When the JSON spec talks about Unicode characters, it really means Unicode codepoints. Every valid \uXXXX
sequence represents a valid codepoint, as \uXXXX
can represent codepoints up to U+FFFF but Unicode defines codepoints all the way up to U+10FFFF.
When not using escaped hex notation, the full range of Unicode codepoints can be used as-is in JSON. On the other hand, when using escaped hex notation, only codepoints up to U+FFFF are allowed. This is OK though, because codepoints above U+FFFF must be represented using UTF-16 surrogate pairs, which consist of 2 codepoints that both fit in the \uXXXX
range acting together. This is described in RFC 7159 Section 7 Strings:
Any character may be escaped.
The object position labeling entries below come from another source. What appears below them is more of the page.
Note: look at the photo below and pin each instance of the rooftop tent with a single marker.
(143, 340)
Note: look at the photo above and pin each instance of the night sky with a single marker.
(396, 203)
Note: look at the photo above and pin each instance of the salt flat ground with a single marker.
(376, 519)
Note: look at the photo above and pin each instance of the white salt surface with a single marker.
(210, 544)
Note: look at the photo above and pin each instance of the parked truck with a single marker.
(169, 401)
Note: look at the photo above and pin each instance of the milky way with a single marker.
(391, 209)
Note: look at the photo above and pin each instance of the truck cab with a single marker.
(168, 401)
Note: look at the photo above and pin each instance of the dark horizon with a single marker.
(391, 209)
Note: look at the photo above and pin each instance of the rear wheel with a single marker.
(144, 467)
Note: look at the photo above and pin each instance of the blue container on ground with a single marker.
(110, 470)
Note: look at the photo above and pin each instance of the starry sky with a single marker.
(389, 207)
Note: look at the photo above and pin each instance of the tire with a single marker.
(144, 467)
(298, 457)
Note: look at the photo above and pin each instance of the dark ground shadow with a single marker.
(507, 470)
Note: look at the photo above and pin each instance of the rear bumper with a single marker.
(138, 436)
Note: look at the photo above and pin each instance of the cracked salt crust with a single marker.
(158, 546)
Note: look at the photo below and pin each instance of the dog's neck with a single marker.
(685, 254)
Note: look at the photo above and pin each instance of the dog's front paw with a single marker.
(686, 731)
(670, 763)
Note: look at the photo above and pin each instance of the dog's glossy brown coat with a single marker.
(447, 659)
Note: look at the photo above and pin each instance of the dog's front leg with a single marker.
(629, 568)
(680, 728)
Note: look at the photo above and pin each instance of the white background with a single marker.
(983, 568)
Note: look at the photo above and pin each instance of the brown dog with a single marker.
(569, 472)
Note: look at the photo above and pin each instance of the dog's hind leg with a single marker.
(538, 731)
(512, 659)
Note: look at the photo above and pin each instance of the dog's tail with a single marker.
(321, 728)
If the character is in the Basic
Multilingual Plane (U+0000 through U+FFFF), then it may be
represented as a six-character sequence: a reverse solidus, followed
by the lowercase letter u, followed by four hexadecimal digits that
encode the character's code point. The hexadecimal letters A though
F can be upper or lower case. So, for example, a string containing
only a single reverse solidus character may be represented as
"\u005C".
...
To escape an extended character that is not in the Basic Multilingual
Plane, the character is represented as a 12-character sequence,
encoding the UTF-16 surrogate pair. So, for example, a string
containing only the G clef character (U+1D11E) may be represented as
"\uD834\uDD1E".
So your question should not be "does \uXXXX
correspond to a Unicode character?", because it logically always will as all values 0x0000 - 0xFFFF are valid Unicode codepoints. The real question should be "does \uXXXX
correspond to a Unicode codepoint in the BMP, and if not does it belong to a \uXXXX\uXXXX
pair that corresponds to a valid UTF-16 surrogate?".